In Alberta, the Ministry of Children's Services is monitoring the
issue but "current evidence does not support the assumption that
fentanyl-related neglect or abuse is specifically leading to more
children and families receiving services," a spokesman said.

An increasing number of critical injury or death reports filed over
the past few months to B.C.'s Representative for Children and Youth -
an independent office that oversees the child welfare system - involve
youth injured through drug use, either by themselves or their parents.

"It raises concerns for me and for our office," children's
representative Bernard Richard said in an interview. "We're hearing
it's an issue … I think the whole province is adjusting to what is
obviously a significant crisis."

But children are being left behind. Mary Purdy was one of eight
children and grew up primarily in the United States. She was also the
mother of eight children; her youngest, aged four and six, were with
her when she died, family members say.

She had friends and family on the Downtown Eastside and was connected
to several support agencies, including Sheway, which supports pregnant
women and mothers who are dealing with drug and alcohol issues.

On Facebook, she posted pictures of her children and, often, of food:
homemade turkey soup, fried chicken and cupcakes.

Her sister, Marie Purdy, says Mary's substance-use problems escalated
after their father died in a car accident last year and that she had
overdosed at least once before the overdose that killed her.

Mary Purdy's death has triggered a wrenching family tug-of-war. About
a week after she died, Marie - who lives in Vancouver and has children
of her own - sought and obtained a court order that granted her
guardianship of her sister's two youngest children.

But at a hearing Thursday, a provincial court judge overturned that
order after learning that, soon after Mary Purdy died, a social worker
had met with the boys' father, Lorne McMillan, and his sister to
develop a safety plan for the children.

That safety plan included two provisions: That as caregivers, Mr.
McMillan and his sister would not have anyone under the influence of
alcohol or drugs around the children and that nobody but Lorne
McMillan or his sister would care for the children without the prior
approval of the social worker.

Outside court following the hearing, Mr. McMillan said he was happy
and looked forward to seeing the boys.

But Marie has long-standing concerns. She says she sought guardianship
of the boys out of worries for their health and safety. She says the
boys' teeth were not being looked after and worries about Mr.
McMillan's past.

In January, 2013, Mr. McMillan was charged with one count of assault
causing bodily harm. According to court documents obtained by The
Globe and Mail, that charge related to an incident in January, in
which he "ripped open Mary's lip with his finger, causing a tear from
her lip down to her chin."

According to court documents, Mr. McMillan pled guilty and was
sentenced to attend treatment at an alcohol and drug treatment centre.
A court order following that incident, from Nov. 6, 2013, also ordered
Mary to stay away from drugs or alcohol while caring for the children.

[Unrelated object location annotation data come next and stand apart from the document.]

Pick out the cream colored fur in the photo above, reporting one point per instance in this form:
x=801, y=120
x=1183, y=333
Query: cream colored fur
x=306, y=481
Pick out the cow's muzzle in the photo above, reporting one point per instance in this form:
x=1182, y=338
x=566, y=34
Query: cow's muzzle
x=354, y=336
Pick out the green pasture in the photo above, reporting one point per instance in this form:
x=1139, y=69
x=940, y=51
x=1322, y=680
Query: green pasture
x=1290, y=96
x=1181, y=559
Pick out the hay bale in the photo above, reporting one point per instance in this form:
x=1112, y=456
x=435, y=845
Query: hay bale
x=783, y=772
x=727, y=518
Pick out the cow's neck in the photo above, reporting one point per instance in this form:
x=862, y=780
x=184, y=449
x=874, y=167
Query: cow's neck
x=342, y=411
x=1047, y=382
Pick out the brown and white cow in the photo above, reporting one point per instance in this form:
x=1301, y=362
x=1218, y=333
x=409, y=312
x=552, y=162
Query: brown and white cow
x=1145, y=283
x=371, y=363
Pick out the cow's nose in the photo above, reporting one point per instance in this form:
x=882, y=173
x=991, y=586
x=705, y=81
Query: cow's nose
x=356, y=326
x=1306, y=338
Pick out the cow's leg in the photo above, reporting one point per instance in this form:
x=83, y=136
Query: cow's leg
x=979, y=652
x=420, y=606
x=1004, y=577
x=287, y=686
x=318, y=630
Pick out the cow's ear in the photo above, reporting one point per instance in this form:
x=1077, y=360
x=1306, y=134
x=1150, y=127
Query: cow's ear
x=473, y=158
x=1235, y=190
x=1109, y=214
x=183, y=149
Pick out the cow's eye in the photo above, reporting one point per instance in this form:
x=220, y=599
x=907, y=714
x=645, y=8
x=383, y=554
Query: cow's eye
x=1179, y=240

But that supervision order had expired and was not in effect when Mary

At the hearing Thursday, a social worker with the Vancouver Aboriginal
Child & Family Services Society - a provincially delegated agency that
provides child welfare services to aboriginal families in Vancouver -
said she most recently saw Mary in November, when they talked about
closing her file.

After Mary Purdy died, Mr. McMillan passed a drug test and agreed to a
safety plan, the social worker said.

A lawyer representing Mr. McMillan read aloud to the court letters of
support for him from two doctors who had treated Mary and Lorne for
several years. More than a dozen friends and relatives, including his
sister, who testified on his behalf, were in court to support him.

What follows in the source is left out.